Лиззи сидела, разодетая в какое-то воздушное полупрозрачное одеяние, очевидно, собственного сочинения, на которое она пожертвовала то ли занавеску, то ли что ещё. Наряд венчал пренелепейший головной убор, нечто вроде короны из лаврового листа, утыканной сушёными ягодами. С волосами ей почти что удалось справиться самостоятельно: косички она заплела и уложила довольно аккуратно, к чему Лиззи обычно не была склонна, и только пара-тройка мелких локонов очаровательно выбивались из причёски. Вечно у Лиззи был такой вид, точно ей нужно помочь, и вечно ей кто-нибудь в итоге бросался помогать, хотя сама она не просила никогда никого и даже, кажется, не замечала, чтобы ей нужна была помощь. Именно это и делало Лиззи типичной Лиззи.

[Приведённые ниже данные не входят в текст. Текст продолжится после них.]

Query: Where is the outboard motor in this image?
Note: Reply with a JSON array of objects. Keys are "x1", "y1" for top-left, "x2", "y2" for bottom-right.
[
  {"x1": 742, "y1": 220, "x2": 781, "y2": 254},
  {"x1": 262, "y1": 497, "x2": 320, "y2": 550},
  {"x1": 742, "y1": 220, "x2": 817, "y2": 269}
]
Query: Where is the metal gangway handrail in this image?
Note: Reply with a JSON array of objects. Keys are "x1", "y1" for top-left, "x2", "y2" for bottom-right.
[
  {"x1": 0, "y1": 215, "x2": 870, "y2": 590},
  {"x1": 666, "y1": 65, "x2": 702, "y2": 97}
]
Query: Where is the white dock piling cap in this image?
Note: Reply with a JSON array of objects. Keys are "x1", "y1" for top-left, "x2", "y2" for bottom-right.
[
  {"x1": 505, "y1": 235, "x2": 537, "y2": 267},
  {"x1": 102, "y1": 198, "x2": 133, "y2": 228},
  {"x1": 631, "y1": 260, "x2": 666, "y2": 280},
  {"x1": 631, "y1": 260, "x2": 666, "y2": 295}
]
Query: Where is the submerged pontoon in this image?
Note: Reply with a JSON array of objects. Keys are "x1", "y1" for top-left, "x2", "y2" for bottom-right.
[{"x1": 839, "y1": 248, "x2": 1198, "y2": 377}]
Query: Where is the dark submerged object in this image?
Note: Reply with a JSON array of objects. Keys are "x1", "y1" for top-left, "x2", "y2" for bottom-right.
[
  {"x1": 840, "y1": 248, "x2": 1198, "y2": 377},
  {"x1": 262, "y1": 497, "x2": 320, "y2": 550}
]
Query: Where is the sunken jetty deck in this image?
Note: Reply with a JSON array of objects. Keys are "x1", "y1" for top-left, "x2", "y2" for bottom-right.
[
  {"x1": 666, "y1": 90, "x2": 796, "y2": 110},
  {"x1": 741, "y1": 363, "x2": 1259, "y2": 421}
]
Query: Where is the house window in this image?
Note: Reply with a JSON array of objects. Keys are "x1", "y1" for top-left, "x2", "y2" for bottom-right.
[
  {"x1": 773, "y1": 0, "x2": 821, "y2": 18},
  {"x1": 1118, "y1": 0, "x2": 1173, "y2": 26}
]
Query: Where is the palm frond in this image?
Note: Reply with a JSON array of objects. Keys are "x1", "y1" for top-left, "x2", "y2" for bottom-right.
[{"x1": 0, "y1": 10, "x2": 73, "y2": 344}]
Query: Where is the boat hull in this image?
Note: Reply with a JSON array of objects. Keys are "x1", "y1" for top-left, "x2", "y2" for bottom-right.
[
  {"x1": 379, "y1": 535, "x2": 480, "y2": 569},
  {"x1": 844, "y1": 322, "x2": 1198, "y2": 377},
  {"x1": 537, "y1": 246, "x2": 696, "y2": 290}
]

Она, точно праздничный стол, существовала больше для красоты, чем для пользы.
Лиззи есть Лиззи.
– Кто? – не поняла она. – Ах, Джон, что ли?
– Ну да, Джон! – вскипела Мерида. – Кабачок! Который жених! Будущий муж! Кто ж ещё? Он-то что, не расстроился?
– Да всё с ним в порядке, – мирно пробасил король Фергус. – Дал ему пару тёлочек, чтобы загладить вину, и он ушёл довольный.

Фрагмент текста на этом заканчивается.